INTRODUCTION TO PARALLEL COMPUTING

COURSE NUMBER: ECE 358

INSTRUCTOR:  Prithviraj Banerjee

CATALOG DESCRIPTION :

Introduction to parallel computing for scientists and engineers. Shared memory parallel architectures and programming, concepts using shared address space, locks, events, barriers, loop scheduling, compiler directives such as DOALL, portable parallel libraries such as PTHREADS. Distributed memory message-passing parallel architectures and programming, concepts including message sends and receives, global communication promitives, single-program multiple data (SPMD) programs, portable parallel message programming using MPI. Data parallel architectures and programming, concepts such as array sections and array operations, data distribution and alignment, languages such as High Performance Fortran (HPF). Parallel algorithms for engineering applications.

PRE-REQUISITES

ECE 361 (Computer Architecture) and ECE 230 (Programming for Computer Engineers) or equivalent.

REQUIRED TEXTS:

Class notes (copies of lecture transparencies) to be handed out to students.

RECOMMENDED TEXTS:

1. V. Kumar et al, Introduction to Parallel Computing , Benjamin Cummings Press, 1994.

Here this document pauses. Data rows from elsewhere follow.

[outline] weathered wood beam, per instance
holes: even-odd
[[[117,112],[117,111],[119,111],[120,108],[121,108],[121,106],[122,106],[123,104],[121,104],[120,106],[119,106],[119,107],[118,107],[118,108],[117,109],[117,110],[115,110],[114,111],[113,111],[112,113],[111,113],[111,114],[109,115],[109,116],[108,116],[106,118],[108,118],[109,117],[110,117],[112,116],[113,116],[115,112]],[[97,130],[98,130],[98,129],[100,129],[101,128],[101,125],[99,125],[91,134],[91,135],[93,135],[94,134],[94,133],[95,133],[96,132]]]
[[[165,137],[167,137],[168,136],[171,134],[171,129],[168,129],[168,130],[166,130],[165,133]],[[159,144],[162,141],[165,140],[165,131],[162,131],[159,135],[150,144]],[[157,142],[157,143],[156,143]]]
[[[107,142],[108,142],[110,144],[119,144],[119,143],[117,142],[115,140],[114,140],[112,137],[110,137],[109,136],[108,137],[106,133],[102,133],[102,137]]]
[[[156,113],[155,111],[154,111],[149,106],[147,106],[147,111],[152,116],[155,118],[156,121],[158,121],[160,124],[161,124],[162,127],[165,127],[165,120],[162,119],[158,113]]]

2. I. Foster, Designing and Building Parallel Programs , Addison Wesley, 1994.

3. B. Bauer, ``Practical Parallel Programming,'' Academic Press, 1992. Login to "origin.cpdc.ece.nwu.edu" and type "insight" for an online version.

4. W. Gropp et al, Using MPI: Portable Parallel Programming with the Message Passing Interface , MIT Press, 1994.

5. C. Koelbel et al, The High-Performance Fortran Handbook , MIT Press, 1994.

LABORATORY:

Northwestern University Center for Parallel and Distributed Computing Lab; accounts on various supercomputer centers to be arranged.

CLASS NEWSGROUP:

nwu.school.meas.class.ece-358

Fall 2002 Class

Lectures are Tuesdays-Thursdays 12:30-2PM, TECH LG66.
Instructor: Prith Banerjee, Office Hours Tuesdays 4-5PM, L352

GRADES:

Four homeworks and programming assignments (10 % each) - 40 % total

Two exams (30 % each) - 60 % total

LECTURE SCHEDULE:

For the current offering of the course in Fall 2000 quarter, look at the Fall 2000 Lecture Schedule

DETAILED COURSE OUTLINE :

The following is an approximate breakdown of topics that will be covered in this course (assuming each lecture is for 1.5 hours).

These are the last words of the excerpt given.